• Forecasting Shareholders’ Equity

    The shareholder’s equity is affected by the net income (retained earnings) and any share transactions such as capital raises, option executions and share repurchases.

    Share Repurchases are driven off management guidance and the market conditions. Share repurchases can be represented on the balance sheet as a separate account in treasury stock or netted into the common shares account. When shares are repurchased, cash goes down and so too does equity in an equal amount for it to balance.

    To forecast share repurchases, you need the following inputs:

    • Numbers of shares repurchased: Look to management footnotes for guidance. If there aren’t any, then forecast based on historical rates.
    • Forecast Share Price: To forecast the share repurchase drivers, use analyst EPS estimates multiplied by the expected earnings multiple. When in a bank, you will have access to institutional research, but this research is not always available for retail investors.If you have access to an online brokerage account, sometimes they will make available their research otherwise you can access some earnings consensus numbers from Yahoo.

    When doing share repurchase forecasting, do not forecast more in buybacks than the managements has forecast as outstanding.

    Options and Warrants Proceeds – look in the management footnotes for an up to date listing of the options and their strike prices. Determine which options can be exercised (they are fully vested) and assume that investors will be rational and only exercise options that are in the money (i.e. the strike price is at or below the share price).

    Example: Cisco SH Equity

    Step 1: Set up the spreadsheet and link the historical figures.
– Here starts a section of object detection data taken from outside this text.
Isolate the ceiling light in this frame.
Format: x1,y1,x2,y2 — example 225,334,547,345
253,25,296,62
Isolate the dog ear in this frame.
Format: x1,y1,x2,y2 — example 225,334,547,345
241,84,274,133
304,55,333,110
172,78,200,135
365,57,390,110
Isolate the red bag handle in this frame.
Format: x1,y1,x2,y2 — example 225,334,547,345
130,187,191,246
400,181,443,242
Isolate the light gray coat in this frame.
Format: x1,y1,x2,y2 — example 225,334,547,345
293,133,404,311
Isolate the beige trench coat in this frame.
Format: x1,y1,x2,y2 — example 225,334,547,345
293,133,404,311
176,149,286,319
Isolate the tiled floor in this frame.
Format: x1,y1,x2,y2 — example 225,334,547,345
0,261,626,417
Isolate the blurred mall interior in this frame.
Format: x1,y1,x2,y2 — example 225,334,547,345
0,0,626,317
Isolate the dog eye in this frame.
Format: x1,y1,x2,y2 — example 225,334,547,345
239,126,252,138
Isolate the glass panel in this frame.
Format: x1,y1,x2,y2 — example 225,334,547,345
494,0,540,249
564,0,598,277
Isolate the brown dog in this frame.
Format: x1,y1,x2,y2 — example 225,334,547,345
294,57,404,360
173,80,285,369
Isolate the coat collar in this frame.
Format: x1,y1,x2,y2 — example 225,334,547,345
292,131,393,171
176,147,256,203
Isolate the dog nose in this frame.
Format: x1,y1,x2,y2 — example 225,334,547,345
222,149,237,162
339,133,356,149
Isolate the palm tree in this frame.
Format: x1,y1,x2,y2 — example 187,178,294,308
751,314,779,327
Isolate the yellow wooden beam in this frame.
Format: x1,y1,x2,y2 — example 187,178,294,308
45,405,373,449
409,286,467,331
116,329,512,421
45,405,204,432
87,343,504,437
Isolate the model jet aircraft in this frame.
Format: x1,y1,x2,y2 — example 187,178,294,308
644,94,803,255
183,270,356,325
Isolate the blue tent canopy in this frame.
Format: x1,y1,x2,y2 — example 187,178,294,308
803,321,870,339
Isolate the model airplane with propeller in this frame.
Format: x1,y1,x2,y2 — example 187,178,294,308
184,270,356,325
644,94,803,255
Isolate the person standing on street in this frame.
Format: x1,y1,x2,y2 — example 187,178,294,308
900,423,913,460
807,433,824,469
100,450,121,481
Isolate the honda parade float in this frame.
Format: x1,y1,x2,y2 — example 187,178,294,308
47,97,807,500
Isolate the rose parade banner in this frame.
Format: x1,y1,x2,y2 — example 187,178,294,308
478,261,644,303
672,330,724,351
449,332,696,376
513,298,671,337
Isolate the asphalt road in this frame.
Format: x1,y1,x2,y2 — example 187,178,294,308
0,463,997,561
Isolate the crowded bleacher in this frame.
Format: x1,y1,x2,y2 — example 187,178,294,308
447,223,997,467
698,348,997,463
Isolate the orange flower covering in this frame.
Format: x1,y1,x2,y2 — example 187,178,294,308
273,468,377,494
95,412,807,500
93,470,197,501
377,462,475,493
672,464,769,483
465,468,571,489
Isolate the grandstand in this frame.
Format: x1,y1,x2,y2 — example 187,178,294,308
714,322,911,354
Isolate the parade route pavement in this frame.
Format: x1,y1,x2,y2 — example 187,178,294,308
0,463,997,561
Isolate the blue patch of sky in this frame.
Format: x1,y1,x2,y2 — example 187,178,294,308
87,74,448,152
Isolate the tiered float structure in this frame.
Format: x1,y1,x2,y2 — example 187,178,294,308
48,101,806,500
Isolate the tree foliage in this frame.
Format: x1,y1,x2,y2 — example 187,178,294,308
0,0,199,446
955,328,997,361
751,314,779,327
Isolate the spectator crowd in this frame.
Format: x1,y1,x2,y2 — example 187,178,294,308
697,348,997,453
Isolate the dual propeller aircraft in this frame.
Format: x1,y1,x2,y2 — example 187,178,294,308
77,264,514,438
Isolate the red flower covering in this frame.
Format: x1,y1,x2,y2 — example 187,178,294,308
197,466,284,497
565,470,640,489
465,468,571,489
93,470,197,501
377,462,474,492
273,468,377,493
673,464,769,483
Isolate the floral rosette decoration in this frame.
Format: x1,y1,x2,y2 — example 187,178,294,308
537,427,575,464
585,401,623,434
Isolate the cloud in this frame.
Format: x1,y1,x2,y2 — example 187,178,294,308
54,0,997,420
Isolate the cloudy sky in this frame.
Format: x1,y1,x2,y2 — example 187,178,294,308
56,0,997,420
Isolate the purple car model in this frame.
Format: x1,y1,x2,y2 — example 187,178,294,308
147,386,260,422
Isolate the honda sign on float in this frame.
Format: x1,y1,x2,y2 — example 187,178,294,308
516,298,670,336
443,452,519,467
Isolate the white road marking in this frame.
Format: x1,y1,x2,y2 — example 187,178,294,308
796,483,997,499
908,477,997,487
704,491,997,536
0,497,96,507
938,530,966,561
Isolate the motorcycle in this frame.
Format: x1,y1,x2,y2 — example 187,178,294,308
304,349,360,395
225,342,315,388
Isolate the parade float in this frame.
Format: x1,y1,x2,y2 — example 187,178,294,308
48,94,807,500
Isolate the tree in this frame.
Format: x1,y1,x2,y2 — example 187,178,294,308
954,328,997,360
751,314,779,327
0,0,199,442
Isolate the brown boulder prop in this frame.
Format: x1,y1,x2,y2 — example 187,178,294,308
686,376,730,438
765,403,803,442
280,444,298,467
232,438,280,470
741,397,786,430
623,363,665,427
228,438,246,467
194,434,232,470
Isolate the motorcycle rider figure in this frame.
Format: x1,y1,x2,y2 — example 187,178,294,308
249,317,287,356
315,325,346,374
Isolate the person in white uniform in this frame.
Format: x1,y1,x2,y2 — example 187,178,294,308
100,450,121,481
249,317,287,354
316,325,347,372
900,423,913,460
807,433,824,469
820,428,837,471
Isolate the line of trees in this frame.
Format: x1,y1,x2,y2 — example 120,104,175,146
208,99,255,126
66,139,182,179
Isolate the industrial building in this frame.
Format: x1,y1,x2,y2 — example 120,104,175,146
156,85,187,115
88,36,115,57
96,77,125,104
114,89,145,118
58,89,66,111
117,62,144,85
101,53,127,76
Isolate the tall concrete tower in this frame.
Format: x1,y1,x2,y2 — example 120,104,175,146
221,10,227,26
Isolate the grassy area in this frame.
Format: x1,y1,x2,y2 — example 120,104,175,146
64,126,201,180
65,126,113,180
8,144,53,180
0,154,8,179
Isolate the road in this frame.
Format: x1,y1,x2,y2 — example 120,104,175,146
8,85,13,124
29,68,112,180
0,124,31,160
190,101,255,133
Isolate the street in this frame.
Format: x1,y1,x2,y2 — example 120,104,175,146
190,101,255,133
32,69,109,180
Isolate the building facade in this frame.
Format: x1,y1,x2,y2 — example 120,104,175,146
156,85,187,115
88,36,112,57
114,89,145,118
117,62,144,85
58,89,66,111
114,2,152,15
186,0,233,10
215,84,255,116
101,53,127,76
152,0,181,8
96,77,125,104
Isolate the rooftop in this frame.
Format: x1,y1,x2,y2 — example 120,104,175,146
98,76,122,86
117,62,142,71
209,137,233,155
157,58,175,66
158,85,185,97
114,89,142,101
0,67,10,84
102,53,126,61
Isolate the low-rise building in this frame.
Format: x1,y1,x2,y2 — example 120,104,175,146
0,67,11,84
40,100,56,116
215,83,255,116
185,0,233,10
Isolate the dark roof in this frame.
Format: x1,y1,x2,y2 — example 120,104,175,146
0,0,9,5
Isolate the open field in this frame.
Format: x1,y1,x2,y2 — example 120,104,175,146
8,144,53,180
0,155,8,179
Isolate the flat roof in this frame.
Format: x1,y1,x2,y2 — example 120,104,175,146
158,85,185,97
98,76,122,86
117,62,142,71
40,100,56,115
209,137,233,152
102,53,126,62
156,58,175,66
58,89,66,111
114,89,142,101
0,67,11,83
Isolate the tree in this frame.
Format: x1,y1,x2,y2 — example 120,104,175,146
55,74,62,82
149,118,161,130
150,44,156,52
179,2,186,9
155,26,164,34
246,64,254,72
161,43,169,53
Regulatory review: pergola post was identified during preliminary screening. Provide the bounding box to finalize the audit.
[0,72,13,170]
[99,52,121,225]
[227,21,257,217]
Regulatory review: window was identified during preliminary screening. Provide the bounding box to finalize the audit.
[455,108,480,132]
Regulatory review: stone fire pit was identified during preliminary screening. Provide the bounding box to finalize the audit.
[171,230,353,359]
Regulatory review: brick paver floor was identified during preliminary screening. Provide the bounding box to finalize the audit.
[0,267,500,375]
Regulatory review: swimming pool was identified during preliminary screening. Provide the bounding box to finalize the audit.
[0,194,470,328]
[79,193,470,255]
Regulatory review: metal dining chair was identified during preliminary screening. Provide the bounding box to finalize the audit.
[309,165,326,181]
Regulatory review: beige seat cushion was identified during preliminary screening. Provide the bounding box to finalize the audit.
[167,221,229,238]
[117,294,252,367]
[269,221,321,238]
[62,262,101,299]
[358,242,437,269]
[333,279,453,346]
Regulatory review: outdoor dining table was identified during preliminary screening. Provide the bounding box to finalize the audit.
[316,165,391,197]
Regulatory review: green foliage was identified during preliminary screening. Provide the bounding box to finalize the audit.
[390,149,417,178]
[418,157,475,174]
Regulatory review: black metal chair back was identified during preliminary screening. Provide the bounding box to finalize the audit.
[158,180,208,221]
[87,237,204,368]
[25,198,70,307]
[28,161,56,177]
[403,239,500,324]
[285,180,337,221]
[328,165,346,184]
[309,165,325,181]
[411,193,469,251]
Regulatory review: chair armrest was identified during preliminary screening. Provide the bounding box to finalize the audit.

    Step 2: The ending common stock takes into account all stocks that are issued or repurchased throughout the year. Copy the information from page 42 of the 2010 annual report into the spreadsheet. Be sure to set up the formulas so that you do not need to enter figures in twice.

    Step 3: Common shares in Cisco are issued through option grants, employee purchase plans and restricted stock awards. The aggregate total of the stocks issued can be found on page 42 of the annual report.

    Page 67 outlines the stocks that were granted under the employee purchase program.

    Page 68 of the AR outlines the options that were exercised and their average exercise price. Use the average weighted option strike price and multiply it by the number of options exercised to get the proceeds from options.

    Page 69 outlines the restricted stock units that were vested.

    Step 4: The sum of these amounts will not match up with the aggregates found due to rounding errors so we are going to add an “Other” line to reconcile the differences.

    Step 5:  The issuance of common stock comes from options, warrants, capital raises and employee purchases. We have already accounted for the options and there were no capital raises, so the remainder must be from stocks granted under the ESOP.

    Step 7:  The number of shares repurchased can either be read from the table on page 66 (be sure to add Other Repurchases of Common Stock) or the summary table on page 42. We are not going to reconcile the differences in average share price and shares of stock repurchased, so link the $ value of shares repurchased from the cash flow statement.

    Step 7:   Stock repurchases can be used to reduce the value of common shares or expensed against retained earnings. Cisco has elected to allocate a portion to each so calculate the percentages. The amounts allocated to common stock and retained earnings are found on page 42.

    Step 8: The share based compensation expenses are listed on page 70 of the AR2010. Copy them to the sheet.

    Step 9: Link the drivers from the income statement and calculate share-based compensation as a % of the drivers.

    Step 10:  Add the calculations for retained earnings. The 433 starting figure is taken from page 42 of AR2010.

    Step 11: Forecast the common stock that will be issued. In absence of other information, straight-line the figures. 2010 appears to be an outlier for the restricted stock awards so we will use the previous years’ historical numbers.

    Step 12: To calculate the proceeds from the stock options, we will estimate an average strike price of $20 and a weighted average price of $18 under the ESOP. Calculate the total proceeds and link it to the common stock calculation table.

    Step 13: The amount spent each year for repurchases is the share price x number of shares. We’ll use Yahoo Finance’s information to forecast this (unless of course, you have access to CapitalIQ or Bloomberg). Earnings per share are provided for the next two fiscal years. To calculate 2013, increase the 2012 estimate by the five year growth estimate.

    Step 14: Use the price earnings ratio specified by Yahoo to come up with a projected share price.

    Step 15: Projecting the speed of share purchases requires you to make some assumptions. We will assume that Cisco’s repurchase pattern will be similar to previous years. This allows us to put 331 shares in 2011.

    From the AR, we can see that the remaining amount authorized under the share repurchase program is $7.0 billion (pg 66). That leaves us with approximately $921 mm in 2012, or 45 mm shares.

    Step 16: The share repurchases are allocated to common stock and retained earnings. Estimate the allocations and link it to the common share table.

    Step 17: Straight-line the share-based compensation % and calculate the total share-based compensation expenses.

    Step 18: Link the total share based-compensation expenses to the common stock calculations table.

    Step 19: Link the common stock and retained earnings to the summary table at the top of the page. Straight-line the other accounts.

    Step 20:  Link the accounts to the balance sheet.

    Step 21: Link the accounts to the statement of cash flows.